- Church: Maronite Church
- Archdiocese: Archeparchy of Tyre

Personal details
- Born: 1975 Dibeh, Lebanon
- Died: 9 March 2026 (aged 50) Al-Qlayaa, Lebanon
- Cause of death: Israeli tank fire (see details)

= Pierre el-Rahi =

Lebanese Maronite priest (1975–2026)

Pierre el-Rahi (sometimes spelled Pierre al-Rahi) (بيار الراعي, Pierre el-Raï; 1975 – 9 March 2026) was a Lebanese Maronite Catholic priest who was killed by Israeli tank fire during the 2026 Lebanon war.

==Biography==
Born in 1975 in the village of Dibeh in northern Lebanon, El-Rahi was originally from Debel in the south of Lebanon. He became curate of the Paroisse Saint-Georges in Al-Qlayaa in 2013, his ministry located in the Marjayoun District, just north of the Israeli border.

In December 2023, he appeared in the press urging Christian residents of Al-Qlayaa to continue celebrating Christmas in spite of the Hezbollah–Israel conflict. In October 2024, he defended the rights of residents to remain on their own land amidst evacuation orders, citing the village's attempt to avoid any form of armed conflict.

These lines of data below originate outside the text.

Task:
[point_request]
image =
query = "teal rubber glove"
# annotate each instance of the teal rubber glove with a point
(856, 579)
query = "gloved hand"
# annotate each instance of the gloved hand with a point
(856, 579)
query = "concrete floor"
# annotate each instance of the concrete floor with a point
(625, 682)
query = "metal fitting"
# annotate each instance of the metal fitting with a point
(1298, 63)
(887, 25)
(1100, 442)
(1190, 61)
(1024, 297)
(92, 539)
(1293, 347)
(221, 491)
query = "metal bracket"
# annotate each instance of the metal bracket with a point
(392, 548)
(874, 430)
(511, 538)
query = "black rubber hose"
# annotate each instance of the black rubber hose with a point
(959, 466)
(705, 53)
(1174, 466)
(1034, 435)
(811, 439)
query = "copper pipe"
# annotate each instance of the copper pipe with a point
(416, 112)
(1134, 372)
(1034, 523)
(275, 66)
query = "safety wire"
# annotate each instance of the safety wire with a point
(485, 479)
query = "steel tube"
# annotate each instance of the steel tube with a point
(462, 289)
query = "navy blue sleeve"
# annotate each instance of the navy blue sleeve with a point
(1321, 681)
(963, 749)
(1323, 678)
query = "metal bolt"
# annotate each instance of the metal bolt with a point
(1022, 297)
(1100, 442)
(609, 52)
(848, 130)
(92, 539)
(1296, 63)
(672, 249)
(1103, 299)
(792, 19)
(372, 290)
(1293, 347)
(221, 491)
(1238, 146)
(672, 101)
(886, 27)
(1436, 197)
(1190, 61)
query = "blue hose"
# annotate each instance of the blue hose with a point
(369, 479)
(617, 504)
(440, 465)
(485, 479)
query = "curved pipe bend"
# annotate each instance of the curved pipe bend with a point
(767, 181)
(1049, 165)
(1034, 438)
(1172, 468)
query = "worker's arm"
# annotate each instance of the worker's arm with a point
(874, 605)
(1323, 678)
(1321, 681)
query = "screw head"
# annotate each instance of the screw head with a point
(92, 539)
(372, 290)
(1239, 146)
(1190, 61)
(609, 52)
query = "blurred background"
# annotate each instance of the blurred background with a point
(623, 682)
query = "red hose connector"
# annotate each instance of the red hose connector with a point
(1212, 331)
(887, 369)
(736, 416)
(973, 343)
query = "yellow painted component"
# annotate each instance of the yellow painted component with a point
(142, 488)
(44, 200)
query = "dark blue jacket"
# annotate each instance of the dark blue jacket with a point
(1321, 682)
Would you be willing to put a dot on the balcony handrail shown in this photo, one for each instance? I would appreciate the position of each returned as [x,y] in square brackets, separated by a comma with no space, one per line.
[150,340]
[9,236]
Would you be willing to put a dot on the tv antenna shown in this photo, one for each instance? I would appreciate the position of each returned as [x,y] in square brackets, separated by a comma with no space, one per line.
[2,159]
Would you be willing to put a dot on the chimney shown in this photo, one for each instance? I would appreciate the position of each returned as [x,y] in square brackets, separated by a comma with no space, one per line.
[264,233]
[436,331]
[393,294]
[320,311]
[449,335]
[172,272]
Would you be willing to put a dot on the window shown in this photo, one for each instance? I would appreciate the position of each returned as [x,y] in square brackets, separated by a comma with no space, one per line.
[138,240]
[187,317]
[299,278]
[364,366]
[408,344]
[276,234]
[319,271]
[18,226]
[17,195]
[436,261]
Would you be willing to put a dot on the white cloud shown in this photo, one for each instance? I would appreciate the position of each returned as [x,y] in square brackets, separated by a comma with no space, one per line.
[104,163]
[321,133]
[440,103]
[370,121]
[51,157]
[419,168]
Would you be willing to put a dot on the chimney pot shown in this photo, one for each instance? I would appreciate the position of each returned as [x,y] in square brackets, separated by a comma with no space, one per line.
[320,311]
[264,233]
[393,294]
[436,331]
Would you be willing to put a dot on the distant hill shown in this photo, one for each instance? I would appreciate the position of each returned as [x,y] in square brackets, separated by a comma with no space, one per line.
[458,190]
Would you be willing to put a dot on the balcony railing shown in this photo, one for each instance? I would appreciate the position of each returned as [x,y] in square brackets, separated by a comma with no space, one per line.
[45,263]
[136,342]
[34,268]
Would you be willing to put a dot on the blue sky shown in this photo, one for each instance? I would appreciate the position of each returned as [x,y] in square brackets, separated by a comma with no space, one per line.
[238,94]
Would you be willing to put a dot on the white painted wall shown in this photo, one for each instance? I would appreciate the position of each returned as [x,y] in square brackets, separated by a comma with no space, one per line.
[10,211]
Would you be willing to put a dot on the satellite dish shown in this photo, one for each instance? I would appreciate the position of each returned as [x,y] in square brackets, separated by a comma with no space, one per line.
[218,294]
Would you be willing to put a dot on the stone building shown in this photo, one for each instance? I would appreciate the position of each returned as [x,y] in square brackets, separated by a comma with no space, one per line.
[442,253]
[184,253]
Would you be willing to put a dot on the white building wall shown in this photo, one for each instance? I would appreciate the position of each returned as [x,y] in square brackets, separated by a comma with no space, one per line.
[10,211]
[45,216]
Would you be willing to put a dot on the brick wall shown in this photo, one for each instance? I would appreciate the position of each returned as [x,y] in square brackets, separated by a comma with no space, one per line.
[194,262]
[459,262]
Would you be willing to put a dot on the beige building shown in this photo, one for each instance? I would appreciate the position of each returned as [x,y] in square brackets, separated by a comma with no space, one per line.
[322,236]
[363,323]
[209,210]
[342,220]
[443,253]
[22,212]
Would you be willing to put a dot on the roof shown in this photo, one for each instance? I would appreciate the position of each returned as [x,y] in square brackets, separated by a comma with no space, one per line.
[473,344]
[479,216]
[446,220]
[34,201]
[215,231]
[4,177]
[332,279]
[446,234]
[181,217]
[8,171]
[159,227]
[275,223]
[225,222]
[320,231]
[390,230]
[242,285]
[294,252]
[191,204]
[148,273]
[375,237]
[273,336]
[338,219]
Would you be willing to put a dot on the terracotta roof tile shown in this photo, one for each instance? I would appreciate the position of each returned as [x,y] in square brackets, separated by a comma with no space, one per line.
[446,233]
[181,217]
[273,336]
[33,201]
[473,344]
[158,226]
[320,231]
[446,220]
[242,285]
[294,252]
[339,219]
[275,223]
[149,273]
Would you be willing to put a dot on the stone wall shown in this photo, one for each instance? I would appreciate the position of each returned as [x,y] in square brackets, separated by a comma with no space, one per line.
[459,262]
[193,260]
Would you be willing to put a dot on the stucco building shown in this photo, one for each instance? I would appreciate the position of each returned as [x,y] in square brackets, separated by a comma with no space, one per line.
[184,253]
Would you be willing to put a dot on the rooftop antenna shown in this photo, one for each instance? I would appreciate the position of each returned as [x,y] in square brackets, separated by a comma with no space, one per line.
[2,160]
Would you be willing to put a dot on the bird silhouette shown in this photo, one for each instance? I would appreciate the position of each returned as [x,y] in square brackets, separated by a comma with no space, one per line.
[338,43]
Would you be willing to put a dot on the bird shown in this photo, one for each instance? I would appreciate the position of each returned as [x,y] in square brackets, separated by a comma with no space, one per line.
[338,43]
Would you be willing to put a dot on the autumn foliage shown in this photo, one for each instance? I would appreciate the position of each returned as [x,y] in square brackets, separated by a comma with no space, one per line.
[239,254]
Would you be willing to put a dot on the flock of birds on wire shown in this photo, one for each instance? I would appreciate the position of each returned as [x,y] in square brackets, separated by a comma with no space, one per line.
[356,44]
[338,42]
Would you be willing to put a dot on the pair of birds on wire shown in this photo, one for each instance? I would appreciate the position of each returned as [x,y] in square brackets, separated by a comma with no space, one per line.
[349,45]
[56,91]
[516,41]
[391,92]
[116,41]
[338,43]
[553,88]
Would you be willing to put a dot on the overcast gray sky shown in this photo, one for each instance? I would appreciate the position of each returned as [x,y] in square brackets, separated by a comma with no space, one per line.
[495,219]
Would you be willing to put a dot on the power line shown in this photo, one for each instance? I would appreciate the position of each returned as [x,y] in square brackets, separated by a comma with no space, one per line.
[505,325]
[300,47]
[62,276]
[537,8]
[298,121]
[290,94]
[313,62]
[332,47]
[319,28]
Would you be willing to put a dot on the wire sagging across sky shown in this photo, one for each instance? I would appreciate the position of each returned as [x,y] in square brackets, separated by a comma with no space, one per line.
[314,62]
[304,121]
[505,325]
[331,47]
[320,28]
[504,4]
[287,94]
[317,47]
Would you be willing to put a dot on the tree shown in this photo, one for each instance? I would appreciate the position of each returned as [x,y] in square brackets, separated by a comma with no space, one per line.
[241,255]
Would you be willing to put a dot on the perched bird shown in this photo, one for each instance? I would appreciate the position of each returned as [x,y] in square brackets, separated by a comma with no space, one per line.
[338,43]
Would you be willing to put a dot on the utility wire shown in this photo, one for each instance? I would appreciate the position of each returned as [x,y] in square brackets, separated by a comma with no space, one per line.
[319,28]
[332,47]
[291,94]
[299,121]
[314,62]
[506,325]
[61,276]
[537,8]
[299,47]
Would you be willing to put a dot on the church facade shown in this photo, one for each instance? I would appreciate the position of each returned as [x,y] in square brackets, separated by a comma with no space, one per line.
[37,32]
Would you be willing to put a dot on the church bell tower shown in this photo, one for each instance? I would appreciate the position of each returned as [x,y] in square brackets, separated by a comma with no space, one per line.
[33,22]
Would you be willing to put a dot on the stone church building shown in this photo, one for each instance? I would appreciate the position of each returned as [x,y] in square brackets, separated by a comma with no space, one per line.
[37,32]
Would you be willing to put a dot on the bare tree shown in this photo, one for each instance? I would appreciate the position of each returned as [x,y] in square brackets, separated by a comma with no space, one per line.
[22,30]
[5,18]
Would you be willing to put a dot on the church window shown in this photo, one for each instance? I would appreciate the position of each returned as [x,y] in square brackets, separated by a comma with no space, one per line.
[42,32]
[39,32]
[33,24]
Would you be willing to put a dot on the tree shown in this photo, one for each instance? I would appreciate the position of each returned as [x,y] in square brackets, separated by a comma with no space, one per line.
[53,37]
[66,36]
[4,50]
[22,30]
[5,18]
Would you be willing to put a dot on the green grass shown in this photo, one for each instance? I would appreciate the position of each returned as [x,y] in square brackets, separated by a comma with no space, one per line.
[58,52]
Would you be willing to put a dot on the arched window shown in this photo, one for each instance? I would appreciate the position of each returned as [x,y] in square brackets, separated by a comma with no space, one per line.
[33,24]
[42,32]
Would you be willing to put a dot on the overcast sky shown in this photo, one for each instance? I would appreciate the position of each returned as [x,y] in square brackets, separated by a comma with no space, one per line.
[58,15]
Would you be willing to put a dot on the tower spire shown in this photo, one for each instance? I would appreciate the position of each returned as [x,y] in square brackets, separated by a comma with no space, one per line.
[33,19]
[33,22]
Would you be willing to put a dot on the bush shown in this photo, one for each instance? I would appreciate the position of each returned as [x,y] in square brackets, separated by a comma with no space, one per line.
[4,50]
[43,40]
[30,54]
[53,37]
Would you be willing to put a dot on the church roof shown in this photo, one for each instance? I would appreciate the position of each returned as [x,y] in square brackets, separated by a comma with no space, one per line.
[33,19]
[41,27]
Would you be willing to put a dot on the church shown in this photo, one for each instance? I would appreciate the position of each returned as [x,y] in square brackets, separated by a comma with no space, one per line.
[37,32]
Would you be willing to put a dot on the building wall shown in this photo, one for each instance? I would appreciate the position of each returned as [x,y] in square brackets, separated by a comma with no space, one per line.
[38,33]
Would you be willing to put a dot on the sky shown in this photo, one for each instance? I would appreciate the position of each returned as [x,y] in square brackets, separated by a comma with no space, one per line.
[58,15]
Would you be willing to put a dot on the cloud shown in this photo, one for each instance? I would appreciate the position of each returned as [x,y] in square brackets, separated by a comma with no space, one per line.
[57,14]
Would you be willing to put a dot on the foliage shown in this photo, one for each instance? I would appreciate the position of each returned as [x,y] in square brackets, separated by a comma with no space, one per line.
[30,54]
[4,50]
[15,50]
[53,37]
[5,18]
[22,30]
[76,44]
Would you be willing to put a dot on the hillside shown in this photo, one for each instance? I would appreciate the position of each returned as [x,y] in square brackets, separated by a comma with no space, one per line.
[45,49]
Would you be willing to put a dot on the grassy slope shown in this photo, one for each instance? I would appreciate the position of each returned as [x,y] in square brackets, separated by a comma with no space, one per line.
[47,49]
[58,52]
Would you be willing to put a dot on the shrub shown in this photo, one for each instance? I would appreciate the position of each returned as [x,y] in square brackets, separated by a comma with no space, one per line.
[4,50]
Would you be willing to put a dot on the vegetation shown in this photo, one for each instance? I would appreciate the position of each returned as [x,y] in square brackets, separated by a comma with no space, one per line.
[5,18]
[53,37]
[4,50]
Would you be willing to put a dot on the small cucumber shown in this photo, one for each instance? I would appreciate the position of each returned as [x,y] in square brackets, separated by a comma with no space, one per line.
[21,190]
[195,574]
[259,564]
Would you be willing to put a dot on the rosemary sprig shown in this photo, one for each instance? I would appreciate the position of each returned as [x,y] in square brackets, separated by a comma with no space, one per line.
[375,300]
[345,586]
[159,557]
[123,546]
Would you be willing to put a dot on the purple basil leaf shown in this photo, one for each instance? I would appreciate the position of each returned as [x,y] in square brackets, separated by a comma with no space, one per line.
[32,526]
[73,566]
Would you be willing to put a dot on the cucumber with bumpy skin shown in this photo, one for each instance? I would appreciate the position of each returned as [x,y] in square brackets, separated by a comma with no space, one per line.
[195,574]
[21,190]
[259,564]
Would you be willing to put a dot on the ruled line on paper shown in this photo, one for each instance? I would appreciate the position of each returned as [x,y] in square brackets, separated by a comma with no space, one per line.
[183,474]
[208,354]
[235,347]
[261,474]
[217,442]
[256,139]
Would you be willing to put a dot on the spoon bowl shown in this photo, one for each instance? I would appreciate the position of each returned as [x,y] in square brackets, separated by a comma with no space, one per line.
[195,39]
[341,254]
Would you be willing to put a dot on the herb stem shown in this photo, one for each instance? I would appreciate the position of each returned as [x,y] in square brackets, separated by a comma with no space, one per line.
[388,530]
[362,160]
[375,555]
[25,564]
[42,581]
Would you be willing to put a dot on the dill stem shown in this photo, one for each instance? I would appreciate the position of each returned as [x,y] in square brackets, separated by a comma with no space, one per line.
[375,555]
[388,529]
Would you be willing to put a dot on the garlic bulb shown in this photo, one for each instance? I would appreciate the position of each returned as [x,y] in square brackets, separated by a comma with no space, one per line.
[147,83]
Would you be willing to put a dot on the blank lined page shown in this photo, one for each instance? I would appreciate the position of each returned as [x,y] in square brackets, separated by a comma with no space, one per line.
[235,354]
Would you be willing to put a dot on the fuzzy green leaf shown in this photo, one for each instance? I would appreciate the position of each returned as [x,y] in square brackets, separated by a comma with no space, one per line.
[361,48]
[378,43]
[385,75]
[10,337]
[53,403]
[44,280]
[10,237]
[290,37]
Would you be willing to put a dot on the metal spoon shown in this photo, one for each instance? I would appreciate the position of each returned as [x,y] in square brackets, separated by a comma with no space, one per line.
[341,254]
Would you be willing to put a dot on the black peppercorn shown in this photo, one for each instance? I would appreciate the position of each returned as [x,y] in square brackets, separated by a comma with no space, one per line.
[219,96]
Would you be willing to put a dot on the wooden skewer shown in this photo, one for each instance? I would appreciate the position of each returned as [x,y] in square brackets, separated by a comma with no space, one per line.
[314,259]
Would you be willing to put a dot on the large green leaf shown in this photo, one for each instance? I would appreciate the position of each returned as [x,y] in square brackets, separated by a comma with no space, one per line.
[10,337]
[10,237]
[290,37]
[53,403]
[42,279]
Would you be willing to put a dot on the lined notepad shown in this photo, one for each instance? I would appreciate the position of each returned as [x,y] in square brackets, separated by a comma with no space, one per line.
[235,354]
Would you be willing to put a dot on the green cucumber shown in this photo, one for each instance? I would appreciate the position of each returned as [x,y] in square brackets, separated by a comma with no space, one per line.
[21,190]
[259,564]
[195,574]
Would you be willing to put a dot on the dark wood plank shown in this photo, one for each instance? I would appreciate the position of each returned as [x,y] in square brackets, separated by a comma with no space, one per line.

The following month, he continued to encourage residents to stay home despite the approaching warfare. In early March 2025, he received a delegation from the Kataeb Party, which met with several officials in southern Lebanese villages. On 20 October 2025, he was received at Baabda Palace by President Joseph Aoun, discussing religious issues and the safety of the people of Al-Qlayaa.

==Death==

On 9 March 2026, el-Rahi rushed to a family's house in Al-Qlayaa to render aid, when he himself was fatally struck by a second shelling. His death was denounced by the Lebanese Forces as a casualty of a war "imported into Lebanon and Qlayaa" and "waged by outlaws".